1/29/20

Climate specialist: Corn Belt will be Dust Bowl by 2025


My dad used to recount a favorite story about a day in 1935, when, in the worst of the Dirty Thirties, he and his brother Kenneth walked across a completely dry basin that had formerly held Lake Benton.

Yes, tornadoes, flooding, habitat destruction, wildfire potential, eight month winters now the weather outlook is for the Dust Bowl to return to the chemical toilet, perpetual welfare state and permanent disaster area that is South Dakota.
Ellwyn Taylor spoke Tuesday on “Climate Trends for 2020 and Beyond” at the Southeast Research Farm’s annual meeting in Yankton. South Dakota State University’s Cooperative Extension Service operates the farm southwest of Beresford. The United States is moving toward a dust bowl similar to the Depression with its “Dirty ‘30s,” Taylor predicted. “We’ve seen dust bowls in 1847 and 1936, which would put the next Dust Bowl at 2025.” One of the significant areas of change in corn production has come in South Dakota. “Look at the extent now in South Dakota, the acres that are in corn production as compared to what it was at the end of 1950,” he said. [Yankton Press & Dakotan]
The grassland fire danger will reach the high category Thursday for parts of western South Dakota.

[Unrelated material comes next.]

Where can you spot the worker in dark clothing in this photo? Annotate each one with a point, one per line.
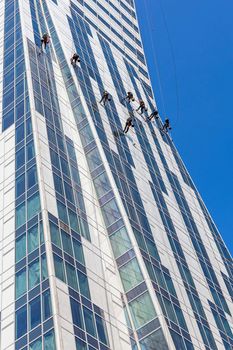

Ash and soot from wildfires in the Siberian taiga are accelerating the loss of Arctic sea ice driving more frequent and deeper polar vortexes. Very soon the Yellowstone supervolcano will finally put South Dakota out of its misery.

1 comment:

larry kurtz said...

In 2016 there were 143 impaired waterbodies in South Dakota; today there are at least 170: Pierre Capital Journal.